By summer 2007, the Graedons had collected enough letters from readers to alert the FDA and to ask an independent testing and certification lab, ConsumerLab.com, to compare the new Wellbutrin generics against their original counterparts and assess claims of equal performance.

The results, confirmed by a second test lab and released last fall by ConsumerLab.com, raised questions about at least one version of the generic copies -- a 300-milligram dose of bupropion marketed by Teva -- as well as the FDA process by which a proposed generic's equivalence to a pioneer drug is established.

"We were shocked when we got the results" comparing the 300-milligram tablet of Wellbutrin XL -- the most frequently prescribed dose of the product -- and Teva's generic, said Tod Cooperman, president of ConsumerLab.com. The rate at which the two pills dissolved when in a medium mimicking the human digestive system "was very different," he said.
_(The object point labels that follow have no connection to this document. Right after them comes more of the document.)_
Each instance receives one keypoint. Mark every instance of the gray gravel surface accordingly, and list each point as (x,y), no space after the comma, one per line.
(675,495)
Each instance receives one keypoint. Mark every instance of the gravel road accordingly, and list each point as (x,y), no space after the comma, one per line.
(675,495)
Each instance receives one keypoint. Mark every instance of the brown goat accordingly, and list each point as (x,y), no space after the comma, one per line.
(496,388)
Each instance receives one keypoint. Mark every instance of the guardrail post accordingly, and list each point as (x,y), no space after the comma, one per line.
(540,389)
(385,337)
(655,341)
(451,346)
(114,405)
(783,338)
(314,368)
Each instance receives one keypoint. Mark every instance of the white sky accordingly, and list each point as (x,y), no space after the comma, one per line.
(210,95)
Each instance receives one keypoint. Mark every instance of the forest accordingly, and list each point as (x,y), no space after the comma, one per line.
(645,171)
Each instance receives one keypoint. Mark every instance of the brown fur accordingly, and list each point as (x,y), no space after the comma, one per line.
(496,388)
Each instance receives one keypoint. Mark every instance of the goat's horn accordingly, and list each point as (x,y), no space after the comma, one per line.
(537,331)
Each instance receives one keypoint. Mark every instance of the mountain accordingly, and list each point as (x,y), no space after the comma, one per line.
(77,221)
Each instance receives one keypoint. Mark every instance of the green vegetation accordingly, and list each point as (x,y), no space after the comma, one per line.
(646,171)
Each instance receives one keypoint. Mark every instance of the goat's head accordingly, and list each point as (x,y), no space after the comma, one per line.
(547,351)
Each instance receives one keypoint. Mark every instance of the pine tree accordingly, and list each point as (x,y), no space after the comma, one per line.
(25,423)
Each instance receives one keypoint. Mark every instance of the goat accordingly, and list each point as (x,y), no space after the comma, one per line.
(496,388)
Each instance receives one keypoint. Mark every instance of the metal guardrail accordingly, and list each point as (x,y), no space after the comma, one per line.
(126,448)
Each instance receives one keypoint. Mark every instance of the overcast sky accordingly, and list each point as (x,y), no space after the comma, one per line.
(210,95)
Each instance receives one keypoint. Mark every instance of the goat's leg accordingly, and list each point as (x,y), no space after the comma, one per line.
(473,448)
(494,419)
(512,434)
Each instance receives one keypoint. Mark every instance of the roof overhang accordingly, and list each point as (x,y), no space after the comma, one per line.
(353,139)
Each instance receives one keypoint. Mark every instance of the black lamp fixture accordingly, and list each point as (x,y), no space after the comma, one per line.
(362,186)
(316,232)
Both products released the same amount of bupropion hydrochloride into the solution over 16 hours, but the generic pumped out its active ingredient much faster than did the branded product: In the first two hours, the generic released a third of its active ingredient -- four times as much as its brand counterpart. At four hours, the generic had released almost half of its medicine, the brand-name about a quarter.

The difference might well explain why consumers accustomed to taking Wellbutrin XL would feel different when taking Teva's generic, marketed as Budeprion XL, said Cooperman. With a more rapid release rate, the concentration of generic bupropion in the blood will rise quickly, but may also fall lower late in the 24-hour cycle than would be the case with the branded Wellbutrin XL.